Wildeshausen - Ja, es wurden Tränen vergossen, es steckten Frösche im Hals und dem ein oder anderen zitterten schon mal die Knie: Emotional gestaltete sich die Schulentlassungsfeier der zehnten Klassen der Realschule Wildeshausen am Freitagvormittag in der Aula.

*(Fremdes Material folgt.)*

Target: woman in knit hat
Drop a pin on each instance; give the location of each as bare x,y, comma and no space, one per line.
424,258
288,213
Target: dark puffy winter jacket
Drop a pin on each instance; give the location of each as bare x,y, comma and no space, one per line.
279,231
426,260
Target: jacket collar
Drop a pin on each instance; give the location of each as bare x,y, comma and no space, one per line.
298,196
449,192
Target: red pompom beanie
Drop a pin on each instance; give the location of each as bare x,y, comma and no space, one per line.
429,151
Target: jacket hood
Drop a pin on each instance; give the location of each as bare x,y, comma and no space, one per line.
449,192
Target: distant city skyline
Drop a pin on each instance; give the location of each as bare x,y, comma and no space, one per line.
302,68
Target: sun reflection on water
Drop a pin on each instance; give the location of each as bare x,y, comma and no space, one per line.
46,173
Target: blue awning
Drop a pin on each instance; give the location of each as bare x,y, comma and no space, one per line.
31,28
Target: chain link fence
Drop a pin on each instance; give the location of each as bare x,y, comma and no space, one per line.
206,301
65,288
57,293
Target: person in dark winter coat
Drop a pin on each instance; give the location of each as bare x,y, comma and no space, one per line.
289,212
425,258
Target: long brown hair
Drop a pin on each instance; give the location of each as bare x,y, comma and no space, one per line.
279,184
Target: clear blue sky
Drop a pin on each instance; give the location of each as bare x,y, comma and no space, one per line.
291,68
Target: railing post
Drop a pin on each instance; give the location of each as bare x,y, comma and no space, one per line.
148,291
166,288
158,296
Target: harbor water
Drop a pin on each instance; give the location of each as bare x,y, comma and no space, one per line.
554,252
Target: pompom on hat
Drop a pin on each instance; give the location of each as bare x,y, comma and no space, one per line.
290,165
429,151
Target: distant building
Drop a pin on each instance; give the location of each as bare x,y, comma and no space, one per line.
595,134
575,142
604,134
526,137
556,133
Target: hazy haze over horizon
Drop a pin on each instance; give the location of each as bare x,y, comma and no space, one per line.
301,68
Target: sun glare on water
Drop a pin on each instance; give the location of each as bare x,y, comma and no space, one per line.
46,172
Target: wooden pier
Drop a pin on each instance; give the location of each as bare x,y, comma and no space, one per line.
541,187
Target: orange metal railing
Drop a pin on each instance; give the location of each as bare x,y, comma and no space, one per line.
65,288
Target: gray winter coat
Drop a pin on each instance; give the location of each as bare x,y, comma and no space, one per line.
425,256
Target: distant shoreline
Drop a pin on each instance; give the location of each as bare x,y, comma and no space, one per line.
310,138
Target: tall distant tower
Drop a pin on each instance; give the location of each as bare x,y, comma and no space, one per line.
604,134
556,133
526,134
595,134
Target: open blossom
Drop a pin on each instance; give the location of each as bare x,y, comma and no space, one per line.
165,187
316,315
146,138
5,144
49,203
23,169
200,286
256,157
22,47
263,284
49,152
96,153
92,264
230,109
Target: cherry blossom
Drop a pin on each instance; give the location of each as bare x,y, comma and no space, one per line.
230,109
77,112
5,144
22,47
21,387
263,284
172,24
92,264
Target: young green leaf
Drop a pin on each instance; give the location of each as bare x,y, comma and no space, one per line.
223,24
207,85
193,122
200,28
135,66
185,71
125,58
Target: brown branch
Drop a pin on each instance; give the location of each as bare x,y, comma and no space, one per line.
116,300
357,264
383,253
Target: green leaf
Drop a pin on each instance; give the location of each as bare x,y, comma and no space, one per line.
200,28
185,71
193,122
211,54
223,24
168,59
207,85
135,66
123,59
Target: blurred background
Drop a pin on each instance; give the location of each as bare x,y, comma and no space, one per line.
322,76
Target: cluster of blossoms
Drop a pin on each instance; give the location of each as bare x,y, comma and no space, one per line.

Großen Anteil daran hatte Rektor Jan Pössel, der in seiner Ansprache die Bedeutung menschlicher Wertschätzung und Nähe hervorhob. Um das zu verdeutlichen, zeigte er einen kurzen Film, der anlässlich des „World’s Biggest Eye Contact Experiments“ gedreht wurde. Dabei schauten sich Menschen weltweit jeweils eine Minute lang ungestört in die Augen, fingen dabei oft an zu lächeln, bekamen Tränen der Rührung oder nahmen sich spontan in die Arme.
Achtsamkeit
„In unserer heutigen Zeit fehlt häufig diese tiefergehende Verbindung. Ich wünsche euch, liebe Zehntklässler, von Herzen, dass ihr stets achtsam seid, um diese tiefergehende Verbindung zu finden“, appellierte Pössel an die Absolventen und fragte sie zugleich, ob sie die Augenfarbe der Person kennen, neben der sie das letzte halbe Jahr im Unterricht gesessen haben.
Eingeleitet hatte Pössel seine Rede übrigens ebenso wie zuvor bereits Elternratsvorsitzende Maren Becker-Jäschke mit der Erinnerung an den ersten Schultag der scheidenden Zehntklässler am 23. August 2008. „Ihr könnt unheimlich stolz sein auf das, was ihr seitdem erreicht habt“, lobte Becker-Jäschke die 136 Absolventen von denen 57 – das sind 43 Prozent – sogar den erweiterten Sekundarabschluss haben.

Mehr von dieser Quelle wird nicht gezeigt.